3.5. Diagnostic acccuracy and alterations in metabolic indicators in patients with homozygous and compound heterozygous mutations vs. heterozygous carriers
The results of the present study revealed a remarkable diagnostic accuracy of 97.22% in a cohort of 72 patients with homozygous and compound heterozygous mutations, as assessed by the ML system. Similarly, the ML system demonstrated a diagnostic accuracy of 88.75% for 80 heterozygous carriers. Importantly, the metabolic indicators revealed significant differences between patients harboring homozygous mutations and those harboring compound heterozygous mutations compared with heterozygous carriers. Patients with IMDs harboring homozygous mutations and compound heterozygous mutations exhibited more significant alterations in metabolic indicators.

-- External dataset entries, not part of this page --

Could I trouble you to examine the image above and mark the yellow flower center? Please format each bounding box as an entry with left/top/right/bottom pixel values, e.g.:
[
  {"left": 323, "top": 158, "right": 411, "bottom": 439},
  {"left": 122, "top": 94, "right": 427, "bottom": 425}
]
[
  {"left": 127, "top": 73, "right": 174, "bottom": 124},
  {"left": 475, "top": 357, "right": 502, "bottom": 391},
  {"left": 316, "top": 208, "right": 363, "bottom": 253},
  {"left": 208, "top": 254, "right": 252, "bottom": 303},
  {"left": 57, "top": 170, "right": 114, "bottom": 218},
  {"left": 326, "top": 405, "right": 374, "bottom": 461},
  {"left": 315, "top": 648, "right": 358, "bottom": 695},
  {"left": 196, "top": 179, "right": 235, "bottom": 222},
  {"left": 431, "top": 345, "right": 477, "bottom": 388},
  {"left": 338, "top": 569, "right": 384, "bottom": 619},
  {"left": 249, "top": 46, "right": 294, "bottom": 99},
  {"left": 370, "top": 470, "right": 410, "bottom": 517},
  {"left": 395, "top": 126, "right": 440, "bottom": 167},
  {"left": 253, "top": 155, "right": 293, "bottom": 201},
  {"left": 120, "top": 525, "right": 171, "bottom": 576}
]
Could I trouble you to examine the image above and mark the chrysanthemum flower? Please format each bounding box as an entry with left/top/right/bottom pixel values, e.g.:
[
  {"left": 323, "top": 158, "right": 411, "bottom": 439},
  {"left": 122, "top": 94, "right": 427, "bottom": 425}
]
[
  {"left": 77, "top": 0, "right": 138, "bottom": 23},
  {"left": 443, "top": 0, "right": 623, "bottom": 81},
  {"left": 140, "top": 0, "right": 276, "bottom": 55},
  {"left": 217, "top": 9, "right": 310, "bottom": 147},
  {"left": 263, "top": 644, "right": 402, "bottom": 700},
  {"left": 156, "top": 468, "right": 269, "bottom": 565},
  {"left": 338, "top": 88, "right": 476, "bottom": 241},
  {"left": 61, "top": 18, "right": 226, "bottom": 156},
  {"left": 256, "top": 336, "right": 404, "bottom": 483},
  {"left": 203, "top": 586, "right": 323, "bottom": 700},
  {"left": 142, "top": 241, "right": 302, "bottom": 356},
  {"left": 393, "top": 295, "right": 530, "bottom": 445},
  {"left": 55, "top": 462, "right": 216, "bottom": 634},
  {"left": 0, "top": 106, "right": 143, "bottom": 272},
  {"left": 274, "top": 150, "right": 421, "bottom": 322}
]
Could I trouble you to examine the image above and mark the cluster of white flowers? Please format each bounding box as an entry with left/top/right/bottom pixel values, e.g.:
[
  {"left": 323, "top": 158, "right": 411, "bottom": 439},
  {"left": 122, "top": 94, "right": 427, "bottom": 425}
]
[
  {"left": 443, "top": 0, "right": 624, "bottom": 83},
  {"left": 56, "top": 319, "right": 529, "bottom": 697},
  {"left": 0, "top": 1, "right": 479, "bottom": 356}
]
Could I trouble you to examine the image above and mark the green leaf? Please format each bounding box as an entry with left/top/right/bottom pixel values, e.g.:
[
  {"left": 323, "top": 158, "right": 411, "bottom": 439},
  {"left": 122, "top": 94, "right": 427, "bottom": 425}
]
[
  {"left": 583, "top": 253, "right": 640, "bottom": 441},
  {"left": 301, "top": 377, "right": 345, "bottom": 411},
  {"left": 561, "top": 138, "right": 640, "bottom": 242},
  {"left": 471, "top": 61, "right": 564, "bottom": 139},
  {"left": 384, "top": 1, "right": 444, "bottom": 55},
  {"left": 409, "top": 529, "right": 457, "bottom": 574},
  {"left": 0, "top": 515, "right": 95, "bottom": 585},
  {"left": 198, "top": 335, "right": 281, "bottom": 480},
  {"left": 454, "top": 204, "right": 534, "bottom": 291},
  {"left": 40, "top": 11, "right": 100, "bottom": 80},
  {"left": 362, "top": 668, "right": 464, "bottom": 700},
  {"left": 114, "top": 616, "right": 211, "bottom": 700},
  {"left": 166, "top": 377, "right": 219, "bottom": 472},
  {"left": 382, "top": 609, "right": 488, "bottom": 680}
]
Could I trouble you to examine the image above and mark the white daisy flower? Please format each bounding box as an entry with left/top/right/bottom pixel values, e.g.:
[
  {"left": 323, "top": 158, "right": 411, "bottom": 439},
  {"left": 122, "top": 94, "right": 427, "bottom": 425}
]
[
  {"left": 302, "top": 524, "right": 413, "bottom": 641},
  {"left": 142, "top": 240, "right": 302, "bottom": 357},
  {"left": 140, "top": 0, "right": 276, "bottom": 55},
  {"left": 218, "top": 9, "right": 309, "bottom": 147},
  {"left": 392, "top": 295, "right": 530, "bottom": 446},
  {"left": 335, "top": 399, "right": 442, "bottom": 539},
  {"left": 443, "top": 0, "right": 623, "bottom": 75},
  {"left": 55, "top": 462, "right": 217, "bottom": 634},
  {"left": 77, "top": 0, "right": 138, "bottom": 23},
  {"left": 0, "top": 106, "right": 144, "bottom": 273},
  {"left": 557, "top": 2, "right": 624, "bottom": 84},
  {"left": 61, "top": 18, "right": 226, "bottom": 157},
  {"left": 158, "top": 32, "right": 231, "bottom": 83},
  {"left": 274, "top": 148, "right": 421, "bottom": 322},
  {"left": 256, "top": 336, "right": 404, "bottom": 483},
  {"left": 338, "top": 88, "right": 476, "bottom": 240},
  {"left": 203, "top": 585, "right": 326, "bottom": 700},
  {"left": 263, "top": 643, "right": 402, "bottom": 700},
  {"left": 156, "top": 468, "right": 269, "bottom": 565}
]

Table 5 provides a comprehensive overview of the diagnostic outcomes and alterations in metabolic indicators identified in patients with IMDs harboring homozygous and compound heterozygous mutations, as well as heterozygous carriers. This table presents detailed insights into the diagnostic efficacy and metabolic changes within these populations.
Table 5.
Ml system true positive rates, and metabolic indicators in homozygous/compound heterozygous and heterozygous carriers for inherited metabolic disorders.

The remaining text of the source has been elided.